Druga sprawa jest taka, że to nieprawda, że cierpienie uszlachetnia. To chrześcijański mit, który nawet w życiu samych chrześcijan się nie weryfikuje.
Spotkałam się kiedyś z poglądem, że Izrael jako ta maleńka żydowska kropla na Bliskim Wschodzie, otoczona przez wrogie mu państwa arabskie, nie ma prawa się utrzymać.
Absolutnie się z tym nie zgadzam. Cała współczesna historia Izraela dowodzi, że to nie jest sezonowe państwo, tylko kraj, który się rozwija, jest absolutnie wspaniały, ma niesamowite osiągnięcia. To jest kraj, który dowodzi bezsprzecznie, że jeśli ludzie umówią się między sobą, że coś zrobią i mają ku temu wolę i determinację oraz garść talentu, uda im się zrealizować ten plan. To nie zmienia faktu, że prawdą jest, iż Izrael jest malutką plamką rzuconą między kraje arabskie, z których zdecydowana większość Izraela nie lubi. To nie Izrael deklarował, że utopi Arabów w Morzu Śródziemnym, tylko Arabowie deklarowali, że utopią w nim Izraelczyków, że zafundują im drugą zagładę. To nie było tak bardzo dawno temu. Nawet w takich krajach, jak Egipt, czy Jordania, które mają zawarty z Izraelem pokój, Egipcjanie i Jordańczycy generalnie nie znoszą Izraela. Na tym między innymi polega to szalone skomplikowanie izraelskiej sytuacji. Bo jeśli patrzymy na Zachodni Brzeg, to faktycznie Izrael wstępuje w roli tego silniejszego. Ale to jest tylko fragment, mały wycinek ziemi wobec islamskiego otoczenia Izraela. To jest taki punkcik na mapie, który musi być chroniony.
W Izraelu niebawem odbędą się wybory. Czy pana zdaniem jest szansa na zmianę rządu na bardziej otwarty na dialog z Palestyną?

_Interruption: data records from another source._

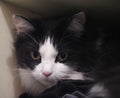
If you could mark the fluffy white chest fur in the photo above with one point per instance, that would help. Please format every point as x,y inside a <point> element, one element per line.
<point>37,80</point>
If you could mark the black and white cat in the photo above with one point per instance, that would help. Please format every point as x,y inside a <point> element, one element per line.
<point>67,49</point>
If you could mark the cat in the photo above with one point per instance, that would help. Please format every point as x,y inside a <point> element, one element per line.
<point>67,48</point>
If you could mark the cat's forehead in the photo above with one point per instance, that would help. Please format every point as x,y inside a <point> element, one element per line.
<point>47,48</point>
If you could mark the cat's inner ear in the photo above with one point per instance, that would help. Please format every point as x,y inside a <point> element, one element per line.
<point>77,22</point>
<point>22,24</point>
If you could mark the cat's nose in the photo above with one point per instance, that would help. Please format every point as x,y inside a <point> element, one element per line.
<point>47,74</point>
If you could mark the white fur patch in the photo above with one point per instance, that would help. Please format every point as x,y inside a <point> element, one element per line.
<point>30,84</point>
<point>98,90</point>
<point>34,80</point>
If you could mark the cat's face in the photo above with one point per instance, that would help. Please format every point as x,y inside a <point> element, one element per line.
<point>51,54</point>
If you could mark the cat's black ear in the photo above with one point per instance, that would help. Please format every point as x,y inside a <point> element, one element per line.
<point>77,22</point>
<point>22,24</point>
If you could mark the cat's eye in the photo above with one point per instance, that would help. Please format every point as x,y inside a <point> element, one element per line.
<point>61,57</point>
<point>35,55</point>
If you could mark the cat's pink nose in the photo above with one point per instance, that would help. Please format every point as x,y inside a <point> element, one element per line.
<point>47,74</point>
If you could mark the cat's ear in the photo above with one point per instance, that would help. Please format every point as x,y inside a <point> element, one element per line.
<point>22,24</point>
<point>77,22</point>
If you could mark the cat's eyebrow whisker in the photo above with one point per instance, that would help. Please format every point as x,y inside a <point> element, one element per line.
<point>32,38</point>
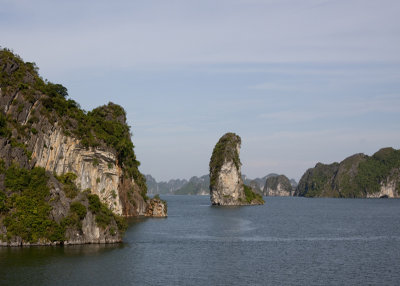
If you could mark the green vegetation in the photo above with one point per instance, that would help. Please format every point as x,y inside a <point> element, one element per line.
<point>105,125</point>
<point>79,209</point>
<point>356,176</point>
<point>104,215</point>
<point>28,211</point>
<point>377,168</point>
<point>251,196</point>
<point>224,150</point>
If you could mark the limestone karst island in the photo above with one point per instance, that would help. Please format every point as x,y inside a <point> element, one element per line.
<point>226,184</point>
<point>67,176</point>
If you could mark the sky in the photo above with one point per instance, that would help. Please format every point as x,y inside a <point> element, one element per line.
<point>300,82</point>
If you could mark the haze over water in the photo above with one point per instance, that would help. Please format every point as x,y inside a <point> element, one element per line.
<point>287,241</point>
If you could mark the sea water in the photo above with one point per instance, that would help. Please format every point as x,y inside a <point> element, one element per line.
<point>287,241</point>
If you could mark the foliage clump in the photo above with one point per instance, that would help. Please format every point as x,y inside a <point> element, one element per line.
<point>104,126</point>
<point>356,176</point>
<point>251,196</point>
<point>104,215</point>
<point>25,209</point>
<point>376,169</point>
<point>225,150</point>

Na wszystko jest szansa. Tam był kiedyś nawet taki jeden Żyd, który zamienił wodę w wino. Wierzy w to trzydzieści parę milionów Polaków i miliardy ludzi na całym świecie. To jest ziemia święta, a ziemia święta charakteryzuje się tym, że zdarzają się na niej cuda. Porozumienie z Oslo, które dziś jest martwe, było takim właśnie cudem. Tego typu historie są możliwe. To pokazuje też historia całego świata. Kiedyś wydawało się, że imperia są wieczne, tymczasem większość z nich nie przetrwało. Kto w 1985 roku wiedział, że za kilka lat nie będzie Związku Radzieckiego?
Wszystko jest więc możliwe, ale jeśli pyta mnie pani, czy dziś jest ku temu klimat, to wydaje mi się, że nie. Dziś wydaje się, że będzie coraz bardziej twardo i coraz bardziej nieprzyjemnie. Wskazują na to wszystkie czynniki począwszy od zwrotu w kierunku religijnego nacjonalizmu, poprzez demografię. Bo taki zwrot skutkuje tym, że w narodowo religijnym klimacie wychowywane są dzieci, które lada chwila zastąpią rodziców przy urnach wyborczych. Tworzy się więc takie niebezpieczne perpetuum mobile, ale jak to się dalej potoczy, tylko Pan Bóg raczy wiedzieć.
Czy zgodzi się pan z tezą, że ostatni konflikt między Polską, a Izraelem wynika z faktu, iż w obu krajach rządzą podobne do siebie partie, które bazując na uprzedzeniach i stereotypach chcą przypodobać się swojemu elektoratowi?
Tak i nie. Tak, bo Izrael i Polska są w rękach nacjonalistycznej, religijnej, populistycznej prawicy, która lubi autorytaryzm, ma w nosie prawa mniejszości, nie znosi demokracji liberalnej. Nie, gdyż praprzyczyną ostatniego konfliktu jest kompletnie bezsensowna i ahistoryczna nowelizacja ustawy o IPN, którą władza zafundowała nam rok temu, by podlizać się polskim nacjonalistom i hurrapatriotom. Co prawda po protestach USA i Izraela polski rząd musiał się wycofać z części tak entuzjastycznie przyjętych przepisów, ale klimat pozostał: w Izraelu uznano, że Polska jest gotowa uchwalić taką ustawę, która pozwoli na karanie Żydów, jeśli powiedzą publicznie i zgodnie z prawdą, że w czasie II wojny światowej doświadczyli krzywdy od Polaków. Ponieważ w Izraelu zbliżają się wybory, a premier Bibi Netanjahu wcale nie może być pewien sukcesu, próbuje każdego sposobu, by ugrać więcej głosów. Szukanie wroga i awantury o historię zawsze są w takiej sytuacji bardzo pomocne, co wiemy również z Polski. I tym sposobem pokłóciło się między sobą dwóch syjamskich braci – Netanjahu z sojusznikami i PiS. Jedni i drudzy na tym najpewniej coś ugrają, a ze straci Polska i Izrael – niewiele ich obchodzi.